The global petrochemicals group, which has been in conflict with lawmakers from the SNP, Labour and the Greens, said that granting consent for fracking in its Scottish land holdings would “transform the industry”.
“Any domestic shale gas production would simply be competing with north sea gas, which doesn’t make any economic sense at all.” Mary Church
The SNP announced a moratorium on fracking in Scotland last January, but stopped short of an outright ban to allow for further consultation and a public health impact assessment.
In response to the latest comments from Ineos, Ross Greer, MSP for the West of Scotland, said: “Holyrood now has the powers to ban fracking and the minister should listen to communities across the country who have made clear their opposition to this dangerous and unnecessary technology.”
He also questioned the commitment of the Scottish Government in its own opposition to fracking in Scotland.
“The Scottish government’s ambiguity over its fracking position is clearly giving hope to companies like Ineos, who are gearing up to begin this hazardous practice in Scotland.
“Green MSPs will continue to be at the forefront of the fight against fracking”.
“Whether Scotland’s future lies in or outside the EU and the single market is far from clear at this stage.” Mary Church
John McNally of Ineos was quoted in the Herald on Tuesday saying: “If we had our own shale gas economy here we could have lots of natural gas again, and feedstock again to supply plants like mine. It’s a double win as far as I’m concerned.”
The Scottish Liberal Democrat conference in Feburary voted in favour of lifting a moratorium on fracking in Scotland while the Scottish Conservatives have opposed the Scottish Government's moratorium on fracking, believing it to be a backwards step for Scotland’s needs.
Mary Church, head of campaigns at Friends of the Earth Scotland reinterated the groups opposition to fracking across Scotland.
“Even if it were possible to ignore the environmental consequences of shale gas fracking, there are huge question marks over the economic viability of developing an industry in Scotland,” she said.
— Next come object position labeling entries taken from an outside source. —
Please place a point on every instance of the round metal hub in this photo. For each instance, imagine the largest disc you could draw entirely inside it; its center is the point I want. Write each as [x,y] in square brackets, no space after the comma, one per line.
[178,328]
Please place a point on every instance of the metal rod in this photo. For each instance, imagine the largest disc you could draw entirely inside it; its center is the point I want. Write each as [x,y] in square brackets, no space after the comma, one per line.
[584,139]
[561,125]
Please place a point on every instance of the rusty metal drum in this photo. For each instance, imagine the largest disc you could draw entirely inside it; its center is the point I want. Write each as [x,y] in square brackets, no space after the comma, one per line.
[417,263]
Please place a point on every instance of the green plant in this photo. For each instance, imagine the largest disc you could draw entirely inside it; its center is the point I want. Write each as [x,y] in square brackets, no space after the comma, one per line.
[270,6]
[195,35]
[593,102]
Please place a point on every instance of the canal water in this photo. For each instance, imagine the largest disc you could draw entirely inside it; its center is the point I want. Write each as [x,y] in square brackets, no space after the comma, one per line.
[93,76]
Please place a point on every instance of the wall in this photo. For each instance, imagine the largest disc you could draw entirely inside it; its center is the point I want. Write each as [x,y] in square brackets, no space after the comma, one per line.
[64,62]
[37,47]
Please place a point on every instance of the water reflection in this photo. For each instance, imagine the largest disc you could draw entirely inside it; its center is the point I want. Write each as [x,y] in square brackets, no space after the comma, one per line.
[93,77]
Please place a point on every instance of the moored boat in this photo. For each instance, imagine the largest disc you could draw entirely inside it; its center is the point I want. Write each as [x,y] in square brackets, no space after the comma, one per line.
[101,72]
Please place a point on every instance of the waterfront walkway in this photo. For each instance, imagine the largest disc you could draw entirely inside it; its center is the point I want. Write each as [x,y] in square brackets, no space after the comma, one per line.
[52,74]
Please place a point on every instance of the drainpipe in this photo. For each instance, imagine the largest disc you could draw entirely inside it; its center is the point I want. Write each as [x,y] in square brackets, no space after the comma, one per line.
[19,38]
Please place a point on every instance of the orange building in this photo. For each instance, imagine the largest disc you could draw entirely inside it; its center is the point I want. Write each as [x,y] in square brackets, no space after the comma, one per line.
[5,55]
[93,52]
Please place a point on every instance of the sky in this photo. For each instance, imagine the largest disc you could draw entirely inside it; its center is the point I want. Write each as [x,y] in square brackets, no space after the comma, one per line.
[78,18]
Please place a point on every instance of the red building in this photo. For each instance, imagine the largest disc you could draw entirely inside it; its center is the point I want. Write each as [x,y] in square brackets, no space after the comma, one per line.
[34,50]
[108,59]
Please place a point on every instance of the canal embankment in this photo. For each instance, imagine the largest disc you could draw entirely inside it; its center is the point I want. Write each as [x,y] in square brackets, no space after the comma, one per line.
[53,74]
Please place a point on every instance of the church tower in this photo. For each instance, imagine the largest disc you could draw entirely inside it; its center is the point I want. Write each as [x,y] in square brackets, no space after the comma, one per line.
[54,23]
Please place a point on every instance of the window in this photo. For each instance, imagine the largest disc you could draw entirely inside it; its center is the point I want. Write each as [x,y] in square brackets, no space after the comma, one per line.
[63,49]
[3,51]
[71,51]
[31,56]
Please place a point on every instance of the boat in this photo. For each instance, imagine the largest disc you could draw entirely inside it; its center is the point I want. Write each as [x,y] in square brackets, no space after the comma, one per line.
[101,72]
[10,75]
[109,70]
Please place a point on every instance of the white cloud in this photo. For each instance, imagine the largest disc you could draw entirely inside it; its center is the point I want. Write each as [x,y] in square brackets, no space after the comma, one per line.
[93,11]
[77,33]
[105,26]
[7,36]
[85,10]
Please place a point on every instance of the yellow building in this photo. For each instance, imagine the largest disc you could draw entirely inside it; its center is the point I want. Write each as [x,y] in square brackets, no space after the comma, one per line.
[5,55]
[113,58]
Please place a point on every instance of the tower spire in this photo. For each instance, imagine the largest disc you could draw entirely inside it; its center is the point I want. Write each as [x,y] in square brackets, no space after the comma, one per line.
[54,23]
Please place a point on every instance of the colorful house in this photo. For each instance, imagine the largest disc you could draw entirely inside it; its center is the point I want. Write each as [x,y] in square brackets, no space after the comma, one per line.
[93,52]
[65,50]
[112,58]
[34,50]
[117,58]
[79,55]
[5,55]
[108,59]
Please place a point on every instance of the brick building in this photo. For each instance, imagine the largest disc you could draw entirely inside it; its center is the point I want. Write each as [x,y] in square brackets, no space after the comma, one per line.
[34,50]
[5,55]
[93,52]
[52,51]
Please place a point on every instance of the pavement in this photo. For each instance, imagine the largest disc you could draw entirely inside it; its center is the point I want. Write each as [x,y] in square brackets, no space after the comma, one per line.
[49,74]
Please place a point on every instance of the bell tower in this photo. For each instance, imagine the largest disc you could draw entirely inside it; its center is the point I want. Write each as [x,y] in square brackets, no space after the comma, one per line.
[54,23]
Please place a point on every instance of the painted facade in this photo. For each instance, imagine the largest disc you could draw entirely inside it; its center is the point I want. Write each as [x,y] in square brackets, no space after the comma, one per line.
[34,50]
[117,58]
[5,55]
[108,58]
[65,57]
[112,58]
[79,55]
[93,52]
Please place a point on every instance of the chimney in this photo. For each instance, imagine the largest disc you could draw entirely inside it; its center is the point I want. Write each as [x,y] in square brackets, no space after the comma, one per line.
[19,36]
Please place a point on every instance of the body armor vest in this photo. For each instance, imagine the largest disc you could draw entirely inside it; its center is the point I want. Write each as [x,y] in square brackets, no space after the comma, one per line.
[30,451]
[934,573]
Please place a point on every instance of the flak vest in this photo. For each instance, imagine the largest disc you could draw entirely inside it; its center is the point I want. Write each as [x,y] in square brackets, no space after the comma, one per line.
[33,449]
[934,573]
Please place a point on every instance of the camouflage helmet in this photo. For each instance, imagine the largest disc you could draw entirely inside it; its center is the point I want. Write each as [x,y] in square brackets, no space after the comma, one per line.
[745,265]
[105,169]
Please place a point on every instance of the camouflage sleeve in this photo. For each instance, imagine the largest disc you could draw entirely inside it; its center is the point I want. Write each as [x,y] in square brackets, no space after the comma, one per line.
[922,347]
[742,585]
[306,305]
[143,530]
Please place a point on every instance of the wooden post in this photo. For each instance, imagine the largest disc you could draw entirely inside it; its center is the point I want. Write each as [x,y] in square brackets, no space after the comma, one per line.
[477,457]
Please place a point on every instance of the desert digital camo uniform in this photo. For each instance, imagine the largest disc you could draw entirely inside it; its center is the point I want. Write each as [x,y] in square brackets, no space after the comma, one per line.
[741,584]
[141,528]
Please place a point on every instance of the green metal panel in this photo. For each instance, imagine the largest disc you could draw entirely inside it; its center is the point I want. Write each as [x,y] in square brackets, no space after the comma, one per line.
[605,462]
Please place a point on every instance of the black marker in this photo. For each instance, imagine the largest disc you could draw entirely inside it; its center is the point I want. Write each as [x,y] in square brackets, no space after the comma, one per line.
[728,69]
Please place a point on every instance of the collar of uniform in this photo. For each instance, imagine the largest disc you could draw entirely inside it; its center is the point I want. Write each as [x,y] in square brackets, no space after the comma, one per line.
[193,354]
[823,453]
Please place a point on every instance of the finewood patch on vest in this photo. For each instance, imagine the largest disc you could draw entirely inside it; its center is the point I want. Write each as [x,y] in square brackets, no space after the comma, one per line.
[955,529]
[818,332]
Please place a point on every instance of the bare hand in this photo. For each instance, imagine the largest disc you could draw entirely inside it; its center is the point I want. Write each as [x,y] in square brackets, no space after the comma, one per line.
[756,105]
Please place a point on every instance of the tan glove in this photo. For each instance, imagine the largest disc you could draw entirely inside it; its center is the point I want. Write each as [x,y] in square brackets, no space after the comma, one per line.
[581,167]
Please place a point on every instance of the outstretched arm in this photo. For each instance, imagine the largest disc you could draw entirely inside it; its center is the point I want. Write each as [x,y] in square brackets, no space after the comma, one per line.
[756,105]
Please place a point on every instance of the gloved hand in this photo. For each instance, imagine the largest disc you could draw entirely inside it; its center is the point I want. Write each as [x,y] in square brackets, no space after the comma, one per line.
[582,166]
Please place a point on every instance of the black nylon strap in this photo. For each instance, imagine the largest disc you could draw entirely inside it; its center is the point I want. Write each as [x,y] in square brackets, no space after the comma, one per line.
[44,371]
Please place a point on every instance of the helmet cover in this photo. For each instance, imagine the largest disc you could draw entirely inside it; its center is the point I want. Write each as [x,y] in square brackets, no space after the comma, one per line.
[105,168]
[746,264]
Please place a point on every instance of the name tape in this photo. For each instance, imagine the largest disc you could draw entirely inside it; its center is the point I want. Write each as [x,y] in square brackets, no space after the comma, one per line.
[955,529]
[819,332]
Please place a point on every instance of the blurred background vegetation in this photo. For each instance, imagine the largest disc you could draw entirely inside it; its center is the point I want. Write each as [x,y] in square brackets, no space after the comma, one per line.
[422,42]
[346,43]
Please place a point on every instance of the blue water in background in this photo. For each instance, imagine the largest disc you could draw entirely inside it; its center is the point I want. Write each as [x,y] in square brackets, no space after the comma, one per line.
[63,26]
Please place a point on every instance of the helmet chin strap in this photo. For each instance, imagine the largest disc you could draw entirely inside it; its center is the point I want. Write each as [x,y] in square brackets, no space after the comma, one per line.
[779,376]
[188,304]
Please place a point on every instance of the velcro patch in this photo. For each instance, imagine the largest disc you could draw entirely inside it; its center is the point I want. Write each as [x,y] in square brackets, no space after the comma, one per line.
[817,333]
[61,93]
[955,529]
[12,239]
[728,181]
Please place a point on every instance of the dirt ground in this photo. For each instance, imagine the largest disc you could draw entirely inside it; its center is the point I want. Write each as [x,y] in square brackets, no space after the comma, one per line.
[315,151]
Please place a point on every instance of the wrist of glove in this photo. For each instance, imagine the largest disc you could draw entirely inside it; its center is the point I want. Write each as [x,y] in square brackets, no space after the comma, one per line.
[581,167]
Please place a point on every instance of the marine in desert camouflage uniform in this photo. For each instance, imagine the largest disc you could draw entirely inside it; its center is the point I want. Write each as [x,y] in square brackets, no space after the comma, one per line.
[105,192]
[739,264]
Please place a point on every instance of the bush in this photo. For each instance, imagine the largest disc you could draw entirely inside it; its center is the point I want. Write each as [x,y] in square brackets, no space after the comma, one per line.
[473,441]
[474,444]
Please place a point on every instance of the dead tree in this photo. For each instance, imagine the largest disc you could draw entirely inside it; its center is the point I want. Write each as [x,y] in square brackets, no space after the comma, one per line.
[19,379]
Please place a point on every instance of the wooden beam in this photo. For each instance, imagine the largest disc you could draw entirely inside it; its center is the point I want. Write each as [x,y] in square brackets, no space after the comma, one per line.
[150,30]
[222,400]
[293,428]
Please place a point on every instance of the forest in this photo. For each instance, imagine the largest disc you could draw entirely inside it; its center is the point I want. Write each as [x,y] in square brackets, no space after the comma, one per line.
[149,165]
She also responded to McNally’s point that the whole of the UK’s energy and manufacturing policy needed to be overhauled as Britain faces life outside of the European Union (EU).
Church said: “Whether Scotland’s future lies in or outside the EU and the single market is far from clear at this stage. However, the Brexit vote does nothing to alter the ever mounting evidence that fracking can’t be done without unacceptable risks to public health and environments.”
Ineos holds exploration licences for unconventional gas around central Scotland, but until the moratorium is lifted it has focused on fracking activity from its site located in Hull in the north of England.
“Holyrood now has the powers to ban fracking and the minister should listen to communities across the country who have made clear their opposition to this dangerous and unnecessary technology.” Ross Greer
The Scottish Parliament voted in favour of a ban on fracking – although the vote was not binding – after Scottish Labour tabled an amendment. SNP MSPs abstained following the debate at the start of June
However, FoES said it was reassured that the requests of John McNally would not be heeded and expressed confidence in the Scottish Government .
Church stated: “Not only has the first minister made it clear that she is highly skeptical about the supposed benefits of fracking, but the Scottish Parliament has voted to ban it.
“It’s hard to see how the government could come to any other conclusion when it finishes its evidence gathering under the current moratorium.”
The economic argument for the activation of fracking in Scotland was also addressed, with Church questioning the Ineos CEO’s claim that sustainable jobs and low energy could be maintained by such a move.
She said: “If we plan to meet our climate targets and do our fair share of the global effort to stop irreversible climate change, any domestic shale gas production would simply be competing with north sea gas which doesn’t make any economic sense at all.”